Em sua cela fria e solitária
em Roma o apóstolo Paulo aguardava o momento da execução da sentença capital
que daria cumprimento ao maior desejo de toda sua vida – de ser livrado
finalmente do corpo desta morte para ser revestido da imortalidade e glória que
são prometidas a todos os que amam ao Senhor Jesus Cristo e a Sua vinda.
De há muito que ele se encontrava
crucificado para este mundo, pois havia contemplado não somente a visão gloriosa
do terceiro céu, como também vivera em espírito, discernindo as coisas
espirituais, e vendo o quão são mais excelentes do que tudo o que se possa
considerar em relação a esta vida natural e terrena.
Estava feliz por ter
cumprido com alegria o ministério que recebera do Senhor, na fundação de
igrejas e confirmação dos crentes na fé, pela pregação e ensino da Palavra, com
a confirmação desta por meio de sinais, prodígios e milagres, concedidos a ele
e aos demais apóstolos para realizarem para servirem de sinal de que eram de
fato enviados especiais de Cristo para aquela missão.
Se os doze tiveram o
privilégio de verem o Senhor ressuscitado e que se elevou diante deles ao céu,
a ele foi concedido o privilégio maior de ter sido arrebatado ao terceiro céu, onde
viu e ouviu coisas inefáveis, para servirem de convicção de que pregava e
ensinava coisas que tinham a sua realidade correspondente na eternidade.
Assim, sua grande aspiração
era a de migrar para aquele lugar onde tudo e todos são santos, uma vez que
conhecera e entrara na posse da pérola de grande valor, diante da qual tudo o
que há neste mundo é restolho e de muito pouco valor.
O Deus que criou o céu
dos céus, inclusive o próprio terceiro céu, que designou como sua habitação com
os anjos e seres aperfeiçoados, sem que, no entanto, seja menor do que ele,
pois sendo o próprio céu obra de suas mãos, não pode a criatura conter e
delimitar o Criador.
O Deus que pode assumir
a forma que quiser, mas que não possui forma, pois é espirito infinito e insondável,
que a tudo abrange, cativou inteiramente o apóstolo para obter nele e na comunhão
com ele todas as perfeições da santidade, de modo que o apóstolo esmurrava o
seu corpo para atingir o alvo da soberana vocação em Cristo Jesus.
Nada menos do que a
perfeição em todas as coisas era o seu grande objetivo de vida.

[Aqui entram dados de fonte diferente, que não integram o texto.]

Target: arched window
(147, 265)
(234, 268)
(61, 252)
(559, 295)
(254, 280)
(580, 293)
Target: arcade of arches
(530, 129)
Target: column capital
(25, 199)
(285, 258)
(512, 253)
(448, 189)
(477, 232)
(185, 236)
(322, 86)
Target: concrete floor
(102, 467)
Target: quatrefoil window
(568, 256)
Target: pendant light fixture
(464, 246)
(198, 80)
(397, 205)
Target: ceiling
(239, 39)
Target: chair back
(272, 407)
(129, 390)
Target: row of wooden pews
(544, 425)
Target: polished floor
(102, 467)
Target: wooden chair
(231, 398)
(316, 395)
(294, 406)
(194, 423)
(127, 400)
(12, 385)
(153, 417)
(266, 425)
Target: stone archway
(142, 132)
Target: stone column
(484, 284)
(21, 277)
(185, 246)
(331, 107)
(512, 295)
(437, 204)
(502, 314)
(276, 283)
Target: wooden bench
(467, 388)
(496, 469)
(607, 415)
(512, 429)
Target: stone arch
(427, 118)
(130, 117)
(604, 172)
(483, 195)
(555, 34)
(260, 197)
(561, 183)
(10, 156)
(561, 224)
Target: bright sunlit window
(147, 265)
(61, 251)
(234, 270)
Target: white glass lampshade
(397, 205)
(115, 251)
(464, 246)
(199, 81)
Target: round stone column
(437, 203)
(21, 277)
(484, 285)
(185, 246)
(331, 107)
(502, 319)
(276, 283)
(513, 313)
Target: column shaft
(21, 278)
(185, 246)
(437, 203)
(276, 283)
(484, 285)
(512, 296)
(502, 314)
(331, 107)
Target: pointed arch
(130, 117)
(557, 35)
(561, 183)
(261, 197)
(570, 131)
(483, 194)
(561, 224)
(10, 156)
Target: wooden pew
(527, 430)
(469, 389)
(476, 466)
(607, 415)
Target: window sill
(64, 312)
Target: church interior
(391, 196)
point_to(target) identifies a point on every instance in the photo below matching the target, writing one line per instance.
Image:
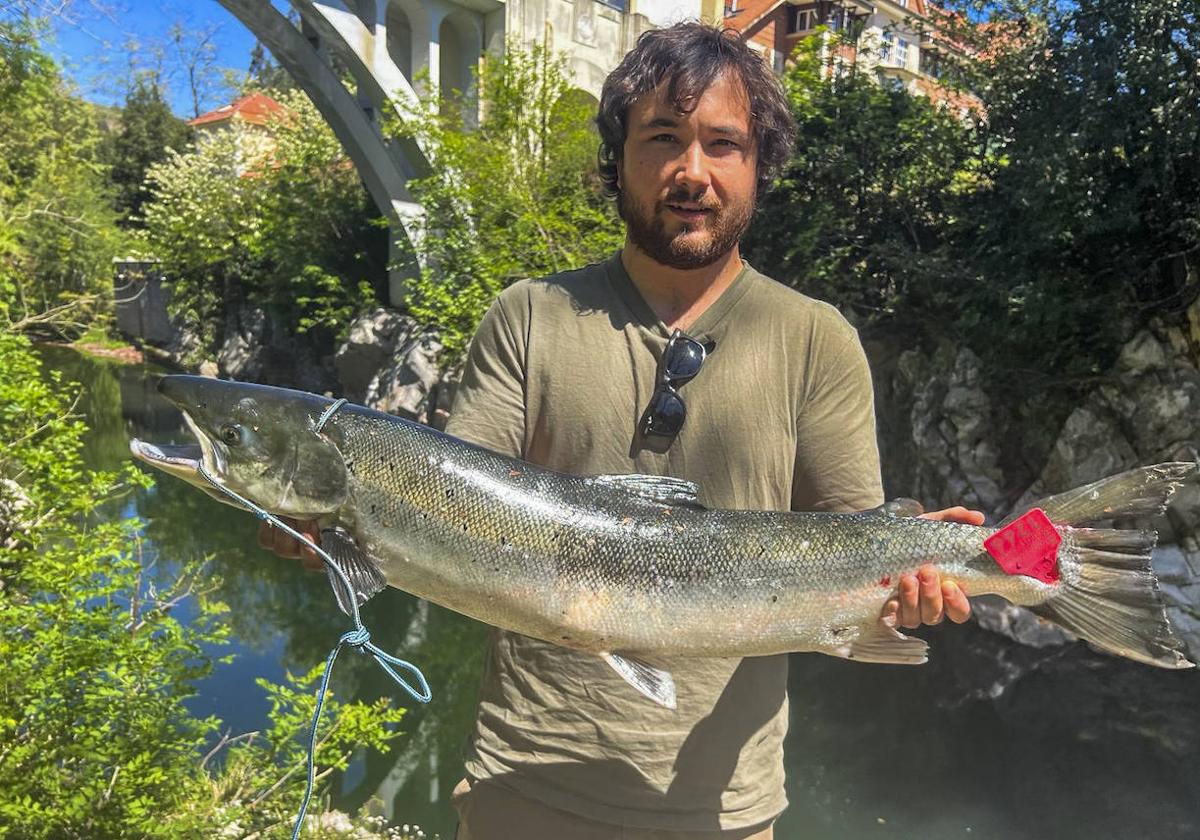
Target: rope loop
(359, 637)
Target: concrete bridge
(389, 43)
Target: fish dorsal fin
(880, 643)
(900, 508)
(361, 570)
(654, 683)
(660, 489)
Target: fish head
(257, 441)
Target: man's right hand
(285, 545)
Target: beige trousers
(491, 813)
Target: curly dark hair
(688, 57)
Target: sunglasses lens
(683, 360)
(665, 415)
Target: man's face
(688, 180)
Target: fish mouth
(179, 460)
(184, 461)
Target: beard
(646, 226)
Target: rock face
(369, 346)
(941, 438)
(388, 363)
(259, 348)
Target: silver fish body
(587, 563)
(634, 568)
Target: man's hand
(285, 545)
(923, 598)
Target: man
(569, 372)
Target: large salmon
(634, 568)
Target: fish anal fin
(654, 683)
(661, 489)
(882, 643)
(359, 568)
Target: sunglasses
(666, 413)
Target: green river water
(1079, 747)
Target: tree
(275, 216)
(867, 210)
(95, 738)
(516, 197)
(196, 51)
(148, 131)
(57, 225)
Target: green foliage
(95, 739)
(148, 130)
(273, 216)
(515, 197)
(1038, 233)
(57, 225)
(864, 210)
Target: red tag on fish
(1029, 545)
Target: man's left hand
(923, 598)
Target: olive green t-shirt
(780, 417)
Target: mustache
(685, 197)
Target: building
(249, 117)
(895, 40)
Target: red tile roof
(256, 108)
(748, 12)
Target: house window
(930, 64)
(801, 19)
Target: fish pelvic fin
(880, 643)
(1109, 595)
(654, 683)
(359, 568)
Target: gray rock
(405, 384)
(241, 354)
(1018, 623)
(951, 419)
(369, 346)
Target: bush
(515, 197)
(95, 741)
(276, 217)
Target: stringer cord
(359, 637)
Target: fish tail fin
(1108, 593)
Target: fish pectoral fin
(359, 568)
(882, 643)
(660, 489)
(654, 683)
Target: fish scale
(634, 568)
(569, 561)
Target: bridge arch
(389, 43)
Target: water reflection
(281, 617)
(1080, 747)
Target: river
(988, 741)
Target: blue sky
(91, 43)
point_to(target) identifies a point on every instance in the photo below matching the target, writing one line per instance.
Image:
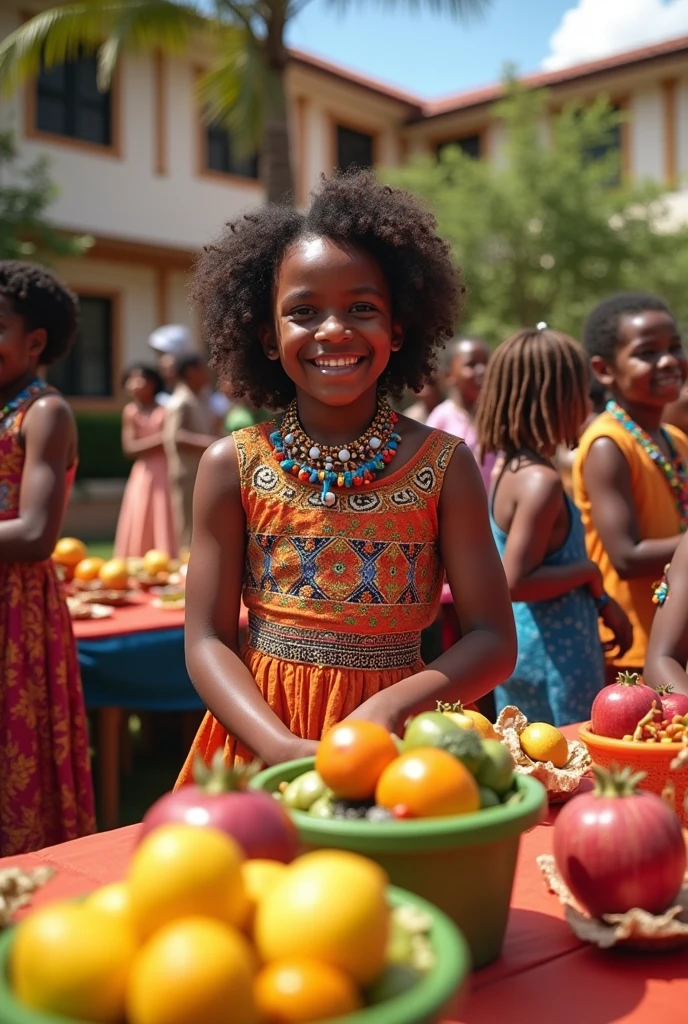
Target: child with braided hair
(534, 399)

Ele havia visto
a excelência do terceiro céu, e os espíritos dos santos aperfeiçoados, e não
tinha outro propósito senão o de ser como eles.
Agora, por que o mesmo
sentimento que habitou no apóstolo é tão raramente visto em nossos dias? Não é
porque, segundo afirmado pelo próprio Paulo em relação aos crentes coríntios, somos
carnais e não espirituais?
A mente carnal não tem
prazer nas coisas do Espírito, e não somente isto, como também se opõe a elas.
Se o gosto do céu e do
que é divino somente pode existir no espírito, como aspiraríamos pela
eternidade andando na carne, e não no Espírito?
Se é pelo progresso na
santificação de corpo, alma e espírito que somos transformados de glória em glória,
à imagem espiritual do Senhor, pelo Espírito, como poderemos participar deste
processo andando segundo a carne e amando o mundo?
Primeiro o natural,
depois o espiritual, mas até quando andaremos somente no natural? Até quando
ele dominará todos os nossos afetos?
A falta de afeição pelo
que é do alto, e a completa dedicação da mesma às coisas terrenas é uma evidência
do quanto somos ainda carnais, pois o homem espiritual tem os seus afetos
deslocados para o que é celestial, espiritual e divino, e como Paulo anseia
todos os dias deixar este tabernáculo terreno para ser enfim revestido pela
imortalidade.
Ele continua fazendo uso
das coisas terrenas, mas não é nelas que está preso o seu afeto. Sabe que são
passageiras e que até mesmo podem ser um laço e um peso para afastá-lo da
comunhão com Deus.
Mas sua relação com elas
não é pelo temor de perder a vida celestial, mas simplesmente porque elas já não
dominam o seu coração e vontade. Foi aprisionado por elas num determinado tempo
de sua carreira, mas foi paulatinamente sendo desmamado delas porque algo muito
superior, infinitamente excelente havia ocupado o lugar que elas tinham em suas
afeições.
Pergunte ao homem
espiritual se desejaria trocar um minuto de sua nova condição no Senhor por
todos os tesouros do mundo, e ele não pestanejaria para recusar a oferta.